Q&A with IEC deputy chair on Political Party Funding Act

The Electoral Commission of SA (IEC) reported last week that only three parties disclosed donations of more than R100,000 in accordance with the new Political Party Funding Act. Chris Barron asked IEC deputy chair Janet Love...

Janet Love has been appointed IEC commissioner.
Janet Love has been appointed IEC commissioner. (Supplied)

Will there be any consequences for parties that didn't disclose?

They needed to disclose any donation they received that exceeded the R100,000 benchmark.

Aren't they obliged to show you a record of anything received?

They do have to do that on an annual basis. We've issued a report for the first quarter of the first year of operation [of the act], so we've still got three quarters to get to that point where we would need to be considering consequences.

Will you audit parties that claim they have nothing to declare?

To be spending taxpayers' money on auditing over 500 parties .

Aren't there parties you'd prioritise?

At the end of the financial year one of the things we'll be looking for in the larger parties is to ensure that their own auditing has taken place.

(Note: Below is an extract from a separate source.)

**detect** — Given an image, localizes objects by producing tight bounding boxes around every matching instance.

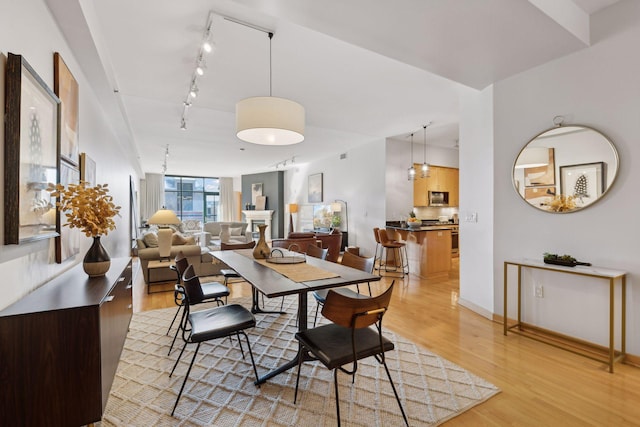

So we'll be voting for parties without knowing who their funders are?

That is a concern.

Can the elections be considered free and fair when some parties have opened up and others not?

Your assumption is that they have not opened up on things they ought to have opened up on.

Is it credible that only three out of 504 parties received donations of more than R100,000 in an election year?

We're talking about a three-month period.

So voters have to accept that a lot of the money used to get their votes will be dirty?

They have to accept that they won't know.

Should parties be allowed to use investment vehicles such as Chancellor House to fund their campaigns?

It's a type of contribution that needs to be declared.

Isn't the whole point of the act to prevent parties funding their campaigns with dirty money?

Certainly to prevent them using the proceeds of crime. If we received information that money came from a company involved in corruption, we'd have to report that to the investigative authorities.

Can the IEC be taken seriously as an independent organisation when it is led by ANC deployees?

I don't know that it's led by any cadre or deployee of the ANC.

The chair was appointed by Jacob Zuma, wasn't he?

He was identified as somebody who was supported by Jacob Zuma. He doesn't act on any mandate from the ANC.

You yourself are known to be closely associated with the ANC, aren't you?

I don't think that people who have had dealings with the ANC or been supported by the ANC are people who can be understood to be acting on any mandate from that organisation.

Aren't decisions such as reopening candidate registration, which favours the ANC, always going to raise suspicions of bias given your links with the ANC?

I think issues of bias are going to come up in relation to any decision we take. Just as our refusal to open the nominations when the ANC wrote letters of demand, went to court et cetera, prior to the decision of the court that we needed to reopen registration, led to hostility from the ANC.